O Brasil encerra o primeiro trimestre de 2026 com um cenário preocupante para as finanças das famílias. Dados recentes da Serasa Experian apontam que o país atingiu o recorde de 332 milhões de dívidas ativas, evidenciando não apenas o alto volume, mas também a persistência do problema ao longo dos anos.

Na comparação com 2016, quando o total de débitos somava 231 milhões, houve um crescimento de 43% em uma década. O avanço expressivo reforça a avaliação de especialistas de que o endividamento deixou de ser um fenômeno pontual e passou a ter caráter estrutural no país.

O número de brasileiros inadimplentes também acompanhou essa tendência de alta. Além disso, o valor médio das dívidas por consumidor aumentou significativamente. Em termos reais — ou seja, já considerando a inflação — o débito médio subiu de R$ 5.880,00 para R$ 6.598,13, representando uma elevação de 12,2%.

Outro aspecto relevante do levantamento é a mudança no perfil da inadimplência. Atualmente, quase metade (48%) dos consumidores com restrições no CPF possui renda de até um salário mínimo, o que evidencia a forte concentração do problema nas camadas mais vulneráveis da população.

O estudo também chama atenção para o crescimento das dívidas entre idosos. Pessoas com mais de 60 anos passaram a representar uma parcela maior entre os inadimplentes, um indicativo de que o impacto econômico tem atingido também a terceira idade.
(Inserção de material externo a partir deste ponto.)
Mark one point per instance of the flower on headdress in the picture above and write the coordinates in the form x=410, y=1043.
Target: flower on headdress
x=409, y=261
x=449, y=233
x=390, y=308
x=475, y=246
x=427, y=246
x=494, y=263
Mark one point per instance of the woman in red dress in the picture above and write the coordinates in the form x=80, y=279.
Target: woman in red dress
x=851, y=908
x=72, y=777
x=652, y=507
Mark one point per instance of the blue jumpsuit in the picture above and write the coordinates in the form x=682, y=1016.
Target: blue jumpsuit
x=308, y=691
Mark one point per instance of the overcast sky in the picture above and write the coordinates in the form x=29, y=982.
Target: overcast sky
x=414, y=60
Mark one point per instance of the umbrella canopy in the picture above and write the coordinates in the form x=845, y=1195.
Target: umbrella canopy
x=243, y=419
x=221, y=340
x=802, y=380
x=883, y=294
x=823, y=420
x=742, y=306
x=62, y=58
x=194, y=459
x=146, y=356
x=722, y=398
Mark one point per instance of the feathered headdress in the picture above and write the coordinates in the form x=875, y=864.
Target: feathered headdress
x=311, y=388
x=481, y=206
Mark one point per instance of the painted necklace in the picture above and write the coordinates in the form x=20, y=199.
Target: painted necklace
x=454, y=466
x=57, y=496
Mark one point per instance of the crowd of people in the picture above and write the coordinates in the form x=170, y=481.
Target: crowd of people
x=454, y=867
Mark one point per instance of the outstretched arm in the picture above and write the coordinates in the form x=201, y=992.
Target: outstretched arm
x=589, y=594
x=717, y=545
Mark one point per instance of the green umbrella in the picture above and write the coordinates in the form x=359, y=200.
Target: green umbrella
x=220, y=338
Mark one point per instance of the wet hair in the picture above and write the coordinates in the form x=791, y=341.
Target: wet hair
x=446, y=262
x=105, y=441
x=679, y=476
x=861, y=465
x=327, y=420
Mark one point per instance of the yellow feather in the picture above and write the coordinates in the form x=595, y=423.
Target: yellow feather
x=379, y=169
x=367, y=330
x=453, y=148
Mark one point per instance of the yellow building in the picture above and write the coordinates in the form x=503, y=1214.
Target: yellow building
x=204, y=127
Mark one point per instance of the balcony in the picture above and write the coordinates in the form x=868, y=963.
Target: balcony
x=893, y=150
Para analistas da Serasa Experian, o quadro reflete dificuldades estruturais que se acumulam ao longo do tempo, como o acesso limitado a crédito de forma consciente e a perda gradual do poder de pagamento das famílias brasileiras.

Diante desse cenário, o endividamento no Brasil se consolida como um dos principais desafios econômicos e sociais da atualidade, exigindo medidas que promovam educação financeira, acesso responsável ao crédito e maior proteção às populações mais vulneráveis.